Every Friday afternoon, the students in our Ph.D. program are given the opportunity to present their research to the other students in the program. It’s a great chance to take stock of what you’ve been doing, as well as give your most avid fans a chance to critique your work in a comfortable, informal setting (before, say, presenting the work to the foremost experts in the field at a conference).
Now it doesn’t always work out in such an idealized fashion, but that’s another story. Rather, an interesting point came up at last Friday’s presentation: does an incredibly useful tool developed for researchers to conduct their research in a more successful fashion count, by itself, as research? Or is it “merely” software development?
Here’s the scene: one of the students – arguably one of the best, as he was the only second-year to propose and successfully defend a thesis idea – presented his ongoing work on a network evolution visualization tool that runs entirely on Flash/ActionScript. It’s a brilliant piece of work (check out the examples; you don’t even need to know what’s going on – I certainly haven’t a clue! – to appreciate how smoothly everything functions). After he demo’d the software and explained how it could be used to model changing biological networks (gene regulation, protein-protein interactions, and so on), he got the following question:
“So, this is a great software project…but where’s the research?”
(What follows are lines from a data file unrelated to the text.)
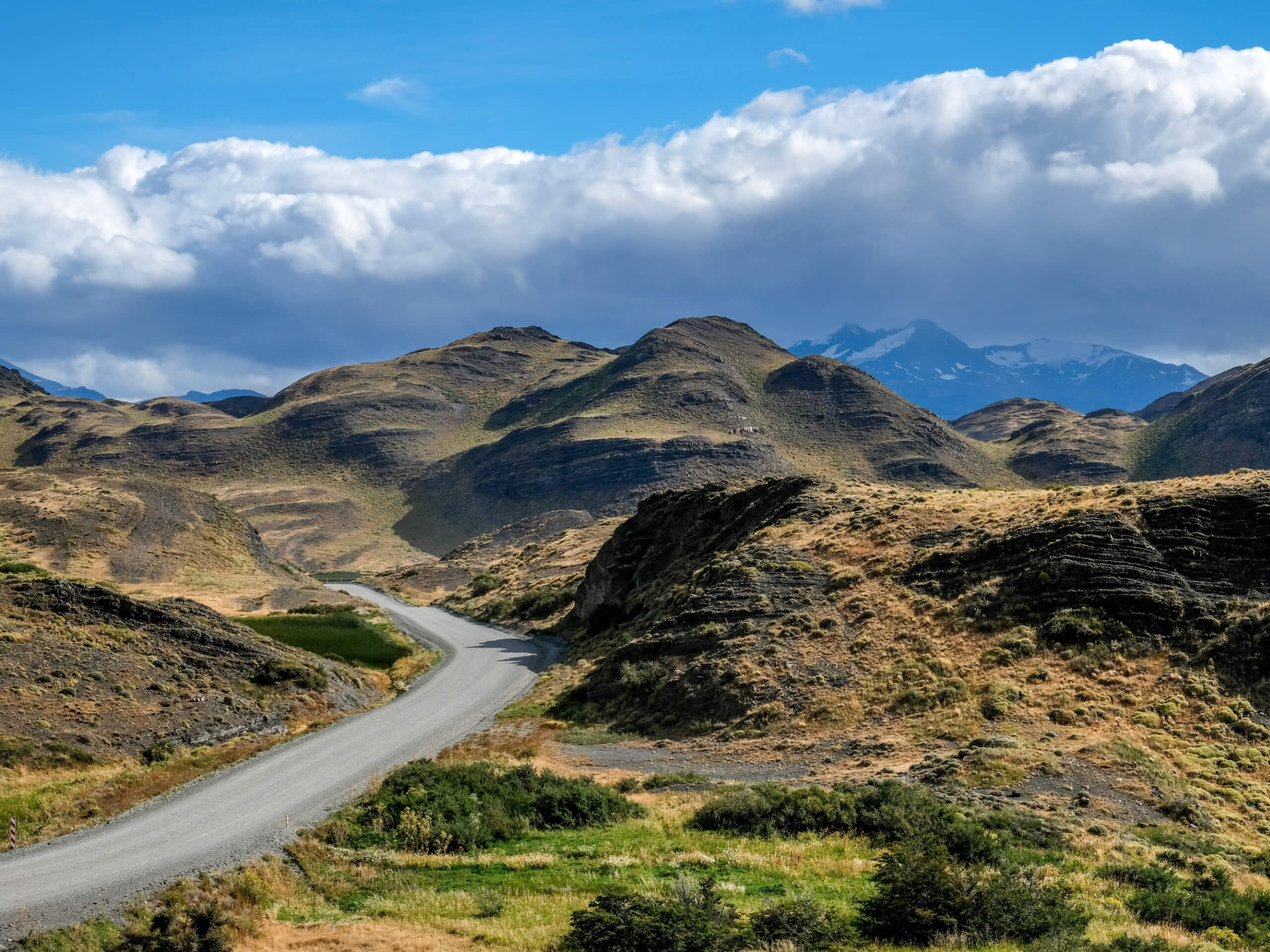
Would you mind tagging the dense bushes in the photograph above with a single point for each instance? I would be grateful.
(937, 879)
(530, 606)
(1198, 904)
(697, 921)
(886, 813)
(924, 895)
(275, 672)
(427, 808)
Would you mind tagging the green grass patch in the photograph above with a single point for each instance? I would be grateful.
(337, 577)
(346, 636)
(590, 737)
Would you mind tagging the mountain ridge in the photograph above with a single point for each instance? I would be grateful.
(934, 368)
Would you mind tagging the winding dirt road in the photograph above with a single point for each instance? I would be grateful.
(244, 810)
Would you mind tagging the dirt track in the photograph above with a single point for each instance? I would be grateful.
(253, 808)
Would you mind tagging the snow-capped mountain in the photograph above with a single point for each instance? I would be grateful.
(933, 368)
(54, 386)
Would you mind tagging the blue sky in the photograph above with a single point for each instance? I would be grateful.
(544, 75)
(205, 196)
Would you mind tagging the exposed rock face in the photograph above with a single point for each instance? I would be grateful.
(1171, 574)
(698, 595)
(14, 384)
(674, 534)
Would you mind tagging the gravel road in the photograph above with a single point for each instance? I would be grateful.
(253, 808)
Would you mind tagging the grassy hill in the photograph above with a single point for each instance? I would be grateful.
(375, 465)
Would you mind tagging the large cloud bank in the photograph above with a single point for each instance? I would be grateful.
(1123, 198)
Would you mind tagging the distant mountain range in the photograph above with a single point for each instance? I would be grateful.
(933, 368)
(53, 386)
(56, 389)
(201, 398)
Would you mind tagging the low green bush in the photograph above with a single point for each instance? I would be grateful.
(697, 921)
(1198, 904)
(925, 895)
(802, 923)
(486, 583)
(273, 672)
(541, 603)
(323, 608)
(886, 813)
(619, 921)
(427, 808)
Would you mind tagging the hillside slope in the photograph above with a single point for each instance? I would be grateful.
(1044, 442)
(151, 536)
(377, 465)
(1216, 431)
(701, 399)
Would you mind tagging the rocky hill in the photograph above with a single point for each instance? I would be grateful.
(13, 384)
(1218, 429)
(1169, 403)
(977, 640)
(925, 363)
(702, 399)
(91, 673)
(153, 536)
(379, 465)
(1044, 442)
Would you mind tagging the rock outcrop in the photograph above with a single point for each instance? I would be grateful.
(13, 384)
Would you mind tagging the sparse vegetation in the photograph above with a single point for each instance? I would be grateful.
(429, 808)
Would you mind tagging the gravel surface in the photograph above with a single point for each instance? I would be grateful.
(253, 808)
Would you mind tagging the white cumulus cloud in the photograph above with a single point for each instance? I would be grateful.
(1119, 198)
(827, 5)
(778, 56)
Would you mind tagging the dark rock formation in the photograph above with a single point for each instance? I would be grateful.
(1171, 575)
(14, 384)
(697, 598)
(674, 534)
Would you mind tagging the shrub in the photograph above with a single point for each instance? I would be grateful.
(486, 583)
(275, 672)
(1205, 903)
(886, 813)
(431, 809)
(541, 603)
(14, 751)
(619, 921)
(1083, 625)
(159, 752)
(924, 895)
(180, 927)
(803, 923)
(772, 810)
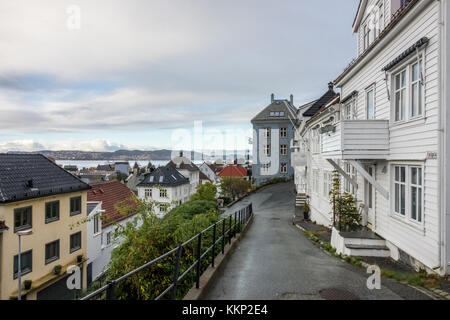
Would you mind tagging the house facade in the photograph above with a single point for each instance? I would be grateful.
(273, 131)
(388, 134)
(103, 223)
(166, 187)
(38, 195)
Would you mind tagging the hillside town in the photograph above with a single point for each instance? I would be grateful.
(362, 170)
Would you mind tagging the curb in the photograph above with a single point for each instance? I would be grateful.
(210, 275)
(434, 294)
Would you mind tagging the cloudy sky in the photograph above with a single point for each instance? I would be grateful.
(135, 74)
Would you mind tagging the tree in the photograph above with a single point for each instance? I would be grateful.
(206, 191)
(344, 206)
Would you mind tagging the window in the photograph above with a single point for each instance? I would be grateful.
(416, 90)
(97, 224)
(75, 242)
(409, 92)
(283, 167)
(400, 95)
(283, 149)
(327, 181)
(163, 193)
(316, 147)
(51, 211)
(267, 150)
(416, 193)
(351, 172)
(26, 263)
(370, 103)
(75, 206)
(400, 190)
(22, 219)
(316, 181)
(108, 238)
(51, 252)
(366, 37)
(347, 112)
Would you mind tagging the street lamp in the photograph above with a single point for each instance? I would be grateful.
(19, 277)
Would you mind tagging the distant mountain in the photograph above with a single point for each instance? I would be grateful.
(116, 155)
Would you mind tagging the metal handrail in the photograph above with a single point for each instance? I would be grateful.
(240, 217)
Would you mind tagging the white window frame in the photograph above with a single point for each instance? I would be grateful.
(407, 67)
(283, 149)
(368, 90)
(407, 217)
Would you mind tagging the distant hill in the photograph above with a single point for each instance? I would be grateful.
(116, 155)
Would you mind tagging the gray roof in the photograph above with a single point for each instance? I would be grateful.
(164, 176)
(277, 106)
(319, 103)
(29, 176)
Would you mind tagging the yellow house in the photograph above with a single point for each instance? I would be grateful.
(37, 195)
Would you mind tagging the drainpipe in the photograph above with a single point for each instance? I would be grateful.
(441, 142)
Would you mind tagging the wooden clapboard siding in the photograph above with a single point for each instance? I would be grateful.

It was a pointed question (as I mentioned before, these gatherings aren’t always exclusively flowers and unicorns), but it’s an extremely valid one, and it begs another one: what’s the difference between core research and tangential tool improvements? Where is the dividing line between the two?
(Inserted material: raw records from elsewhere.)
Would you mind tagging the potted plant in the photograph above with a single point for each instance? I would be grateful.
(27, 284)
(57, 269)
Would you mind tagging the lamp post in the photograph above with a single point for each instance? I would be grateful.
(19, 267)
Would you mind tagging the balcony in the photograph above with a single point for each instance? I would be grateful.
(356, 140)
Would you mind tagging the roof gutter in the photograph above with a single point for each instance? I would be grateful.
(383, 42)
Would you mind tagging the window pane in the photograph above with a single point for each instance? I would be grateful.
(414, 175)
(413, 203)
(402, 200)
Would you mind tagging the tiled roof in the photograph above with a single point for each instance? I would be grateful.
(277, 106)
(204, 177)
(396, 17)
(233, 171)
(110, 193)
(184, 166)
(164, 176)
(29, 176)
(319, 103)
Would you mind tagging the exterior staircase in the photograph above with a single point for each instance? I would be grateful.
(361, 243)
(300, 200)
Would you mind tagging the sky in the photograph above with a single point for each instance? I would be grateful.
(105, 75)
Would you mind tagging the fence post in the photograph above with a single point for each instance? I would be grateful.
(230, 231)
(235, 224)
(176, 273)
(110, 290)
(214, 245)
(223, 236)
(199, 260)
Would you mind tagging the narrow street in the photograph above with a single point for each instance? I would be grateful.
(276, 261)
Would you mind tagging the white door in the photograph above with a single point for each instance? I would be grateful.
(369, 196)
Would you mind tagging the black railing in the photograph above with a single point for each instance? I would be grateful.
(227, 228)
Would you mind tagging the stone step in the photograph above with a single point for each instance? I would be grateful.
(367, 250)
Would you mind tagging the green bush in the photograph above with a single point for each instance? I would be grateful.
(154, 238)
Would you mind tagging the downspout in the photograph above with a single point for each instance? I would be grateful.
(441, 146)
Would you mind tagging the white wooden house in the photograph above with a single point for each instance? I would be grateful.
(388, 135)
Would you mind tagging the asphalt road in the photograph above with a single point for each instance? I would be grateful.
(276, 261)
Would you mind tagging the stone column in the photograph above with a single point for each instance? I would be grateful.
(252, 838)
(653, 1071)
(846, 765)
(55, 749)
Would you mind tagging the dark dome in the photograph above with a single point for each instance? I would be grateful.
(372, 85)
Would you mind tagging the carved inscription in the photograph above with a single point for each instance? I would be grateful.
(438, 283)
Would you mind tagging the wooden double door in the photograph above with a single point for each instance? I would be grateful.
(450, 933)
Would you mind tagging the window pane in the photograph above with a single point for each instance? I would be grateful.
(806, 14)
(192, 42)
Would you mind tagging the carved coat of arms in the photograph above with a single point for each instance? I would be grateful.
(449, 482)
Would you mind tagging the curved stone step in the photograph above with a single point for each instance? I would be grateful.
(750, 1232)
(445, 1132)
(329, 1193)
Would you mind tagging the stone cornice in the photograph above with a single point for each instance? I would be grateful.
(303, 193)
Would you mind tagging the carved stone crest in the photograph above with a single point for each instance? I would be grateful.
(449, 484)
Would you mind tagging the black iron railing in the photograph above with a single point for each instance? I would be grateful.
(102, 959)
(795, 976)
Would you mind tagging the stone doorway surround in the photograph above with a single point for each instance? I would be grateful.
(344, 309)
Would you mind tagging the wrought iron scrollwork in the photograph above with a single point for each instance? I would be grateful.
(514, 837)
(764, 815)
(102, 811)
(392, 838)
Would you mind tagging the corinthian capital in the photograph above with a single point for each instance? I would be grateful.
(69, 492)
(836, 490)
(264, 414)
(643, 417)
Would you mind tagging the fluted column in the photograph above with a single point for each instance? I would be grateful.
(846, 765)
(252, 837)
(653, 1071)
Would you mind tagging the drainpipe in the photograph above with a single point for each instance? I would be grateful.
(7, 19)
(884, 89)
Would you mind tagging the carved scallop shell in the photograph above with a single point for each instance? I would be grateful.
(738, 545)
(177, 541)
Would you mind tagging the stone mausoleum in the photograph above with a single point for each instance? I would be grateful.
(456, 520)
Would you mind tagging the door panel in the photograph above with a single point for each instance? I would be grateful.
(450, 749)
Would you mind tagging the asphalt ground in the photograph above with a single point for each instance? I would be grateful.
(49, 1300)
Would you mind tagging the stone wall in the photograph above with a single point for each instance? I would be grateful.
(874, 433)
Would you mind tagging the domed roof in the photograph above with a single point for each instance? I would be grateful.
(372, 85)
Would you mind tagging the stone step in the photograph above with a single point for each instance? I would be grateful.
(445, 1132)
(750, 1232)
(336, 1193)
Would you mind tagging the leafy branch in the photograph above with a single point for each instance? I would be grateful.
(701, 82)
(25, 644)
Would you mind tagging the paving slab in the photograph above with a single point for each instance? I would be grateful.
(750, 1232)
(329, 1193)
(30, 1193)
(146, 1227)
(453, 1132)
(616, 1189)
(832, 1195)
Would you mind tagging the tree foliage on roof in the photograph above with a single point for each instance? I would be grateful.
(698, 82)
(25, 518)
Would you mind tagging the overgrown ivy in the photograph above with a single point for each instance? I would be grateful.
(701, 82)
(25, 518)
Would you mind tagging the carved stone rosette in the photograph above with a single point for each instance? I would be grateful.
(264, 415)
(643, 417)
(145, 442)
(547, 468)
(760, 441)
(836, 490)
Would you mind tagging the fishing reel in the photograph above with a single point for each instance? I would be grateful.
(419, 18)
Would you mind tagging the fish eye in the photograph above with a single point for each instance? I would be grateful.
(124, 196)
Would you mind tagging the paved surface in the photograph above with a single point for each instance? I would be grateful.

The first-years and I discussed this issue for a little while after the presentation had ended. The example (my favorite example) I mentioned to them was that of the quintessential computational biology algorithm known as BLAST. BLAST is a paradigm-busting search engine which allows biological sequence data – proteins (amino acids) and DNA/RNA (nucleic acids) – to be searched in seconds, rather than days or weeks. It’s almost perfectly analogous to web searching: it would be very easy to write a search algorithm that crawls the entire Internet every time somebody typed a search phrase, with the downside being that you’d “only” have to wait a few weeks for the results to come back.
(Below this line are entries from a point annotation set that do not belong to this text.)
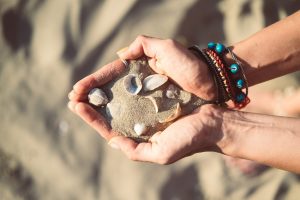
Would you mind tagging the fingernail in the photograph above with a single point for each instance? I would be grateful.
(70, 95)
(113, 145)
(122, 50)
(71, 106)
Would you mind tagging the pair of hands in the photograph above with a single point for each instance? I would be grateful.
(188, 135)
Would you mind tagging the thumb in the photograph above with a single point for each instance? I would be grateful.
(142, 45)
(123, 143)
(133, 150)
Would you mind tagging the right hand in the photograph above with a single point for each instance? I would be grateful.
(170, 58)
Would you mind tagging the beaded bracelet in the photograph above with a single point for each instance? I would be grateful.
(235, 75)
(230, 80)
(221, 94)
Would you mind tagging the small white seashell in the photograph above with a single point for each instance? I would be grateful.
(140, 129)
(174, 115)
(97, 97)
(185, 96)
(113, 109)
(132, 84)
(172, 92)
(154, 102)
(154, 81)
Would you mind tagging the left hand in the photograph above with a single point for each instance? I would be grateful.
(188, 135)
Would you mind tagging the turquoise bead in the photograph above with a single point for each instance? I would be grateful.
(240, 83)
(240, 97)
(219, 48)
(211, 45)
(234, 68)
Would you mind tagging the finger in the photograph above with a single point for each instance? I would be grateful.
(142, 45)
(146, 152)
(154, 138)
(102, 76)
(73, 96)
(94, 119)
(71, 106)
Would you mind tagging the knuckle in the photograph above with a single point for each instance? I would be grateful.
(170, 42)
(164, 160)
(140, 37)
(132, 156)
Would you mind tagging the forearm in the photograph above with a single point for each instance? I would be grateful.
(266, 139)
(272, 52)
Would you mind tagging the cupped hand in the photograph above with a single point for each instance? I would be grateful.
(190, 134)
(170, 58)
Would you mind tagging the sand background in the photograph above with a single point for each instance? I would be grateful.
(46, 152)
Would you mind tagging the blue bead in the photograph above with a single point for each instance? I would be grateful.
(211, 45)
(240, 83)
(240, 97)
(234, 68)
(219, 48)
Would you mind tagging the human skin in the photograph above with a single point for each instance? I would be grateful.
(270, 140)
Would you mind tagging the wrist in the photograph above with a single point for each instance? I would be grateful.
(223, 130)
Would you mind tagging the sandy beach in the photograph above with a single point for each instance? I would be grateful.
(46, 152)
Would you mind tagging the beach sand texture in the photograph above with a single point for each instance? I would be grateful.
(46, 152)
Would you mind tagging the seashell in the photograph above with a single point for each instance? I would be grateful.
(132, 84)
(174, 115)
(154, 81)
(97, 97)
(154, 101)
(185, 96)
(113, 109)
(140, 129)
(172, 92)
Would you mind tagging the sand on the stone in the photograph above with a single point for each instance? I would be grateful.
(127, 109)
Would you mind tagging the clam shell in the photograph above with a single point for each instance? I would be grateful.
(140, 129)
(113, 110)
(154, 81)
(173, 116)
(172, 92)
(97, 97)
(132, 84)
(154, 102)
(185, 96)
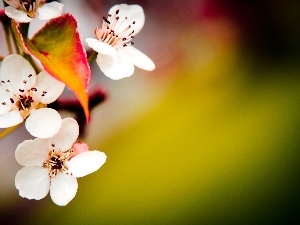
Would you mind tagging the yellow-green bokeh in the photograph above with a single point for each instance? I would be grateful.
(221, 147)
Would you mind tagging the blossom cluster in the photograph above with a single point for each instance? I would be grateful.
(54, 159)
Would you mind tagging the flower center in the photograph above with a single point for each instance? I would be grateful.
(117, 32)
(56, 160)
(22, 99)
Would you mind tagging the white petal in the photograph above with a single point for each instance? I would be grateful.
(101, 47)
(115, 66)
(33, 182)
(43, 123)
(66, 135)
(10, 119)
(32, 152)
(53, 87)
(17, 73)
(14, 3)
(5, 104)
(85, 163)
(4, 109)
(17, 15)
(63, 189)
(138, 58)
(132, 13)
(50, 10)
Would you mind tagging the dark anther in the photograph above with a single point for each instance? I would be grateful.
(57, 163)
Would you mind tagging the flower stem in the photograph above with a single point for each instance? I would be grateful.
(7, 131)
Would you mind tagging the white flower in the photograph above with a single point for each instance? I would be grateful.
(116, 55)
(54, 164)
(24, 95)
(23, 11)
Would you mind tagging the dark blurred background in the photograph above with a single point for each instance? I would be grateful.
(209, 137)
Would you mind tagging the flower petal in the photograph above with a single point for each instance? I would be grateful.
(138, 58)
(131, 13)
(17, 74)
(66, 135)
(10, 119)
(86, 163)
(5, 102)
(33, 182)
(32, 152)
(101, 47)
(115, 66)
(17, 15)
(43, 123)
(50, 10)
(63, 188)
(50, 85)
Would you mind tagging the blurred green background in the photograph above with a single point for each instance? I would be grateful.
(210, 137)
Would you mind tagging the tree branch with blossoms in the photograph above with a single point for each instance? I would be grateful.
(35, 73)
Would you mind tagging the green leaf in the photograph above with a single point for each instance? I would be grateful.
(59, 48)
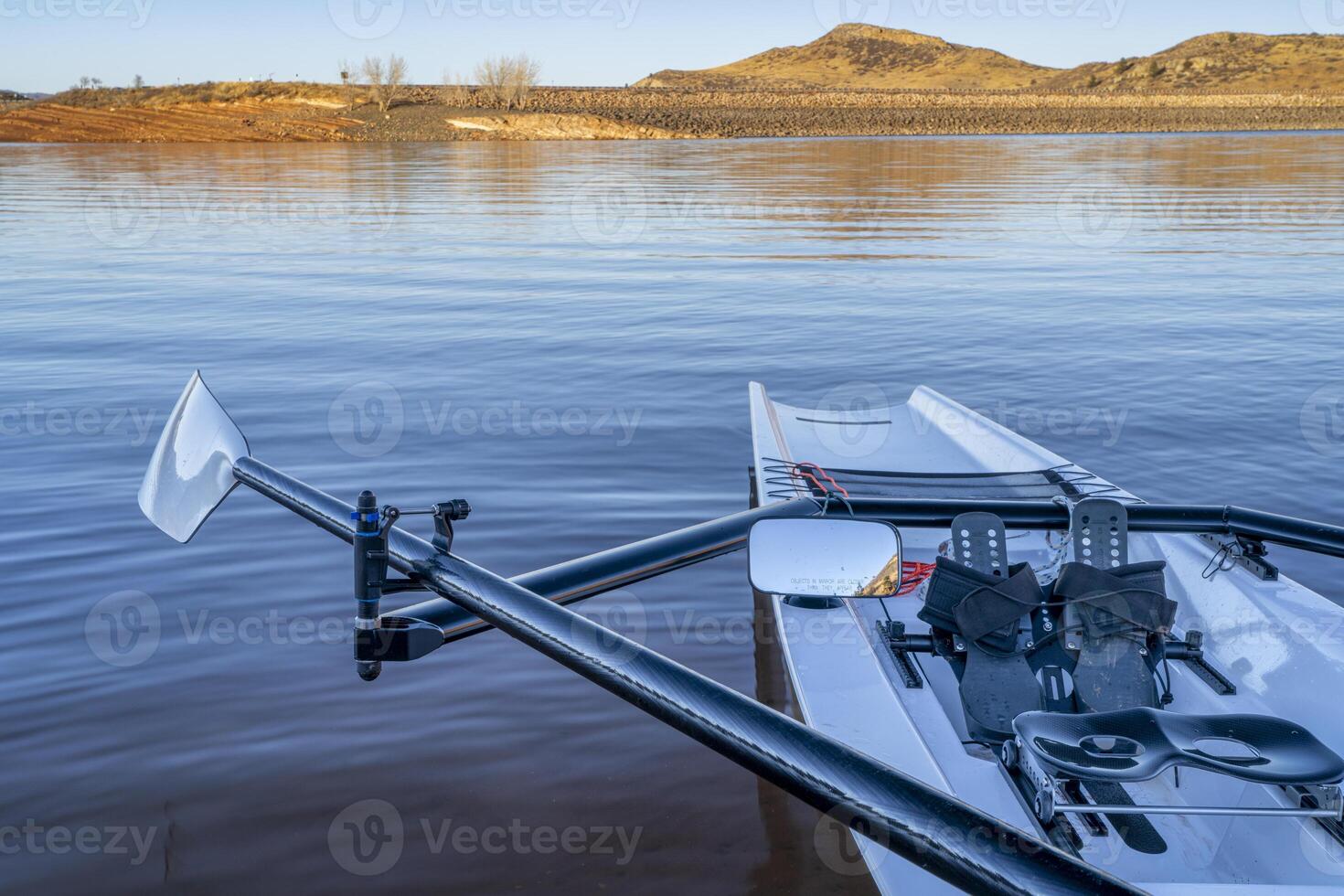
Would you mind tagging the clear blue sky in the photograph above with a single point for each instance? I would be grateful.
(46, 45)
Such was the issue facing biologists before BLAST came along: searching, say, the human genome (over 3 billion nucleotides) for a specific sequence took forever. Or, better yet, searching the mouse genome for a sequence that was similar but not identical to a sequence in the human genome would take even longer than forever. It was the proverbial bottleneck in biological research.
BLAST is now the most-cited computational biology paper ever. Period. It’s been cited in over 33,000 other papers, including other seminal tools like the Protein Data Bank, GenBank, and many, many others. It’s resulted in an explosion of computational research, reducing the time needed for massive genomic and proteomic comparisons from weeks to mere seconds. It was huge.
And yet, at its very essence, it’s still just a tool. It didn’t add anything to the current understanding of biology; rather, it aided others in that pursuit. Such is the nature of the TVNViewer from last Friday. It doesn’t contribute to the standing pool of biological knowledge, but rather greases those very wheels for future research.
So the question that remains is this: does something that facilitates future breakthroughs itself qualify as a breakthrough? Does meta-research count as research? Google has certainly done quite well for itself by allowing others to find relevant information in an efficient fashion. Entire companies are devoted to making tools for programmers, from versioning applications to IDE plugins. Can we really say that such important tools aren’t themselves a form of research?
One could make the argument that, in a biological field, software development is somewhat unrelated. But since we’re in computational biology, I think that point becomes moot. There is indeed a spectrum – many of my classmates spend a great deal of their time in “wet” labs, whereas others have never run a single experiment that required a lab coat – but when push comes to shove, one can hardly argue against the utility of a mere “tool” that singlehandedly put computational biology on the scene.
Anyway. Food for thought on this dreary Monday.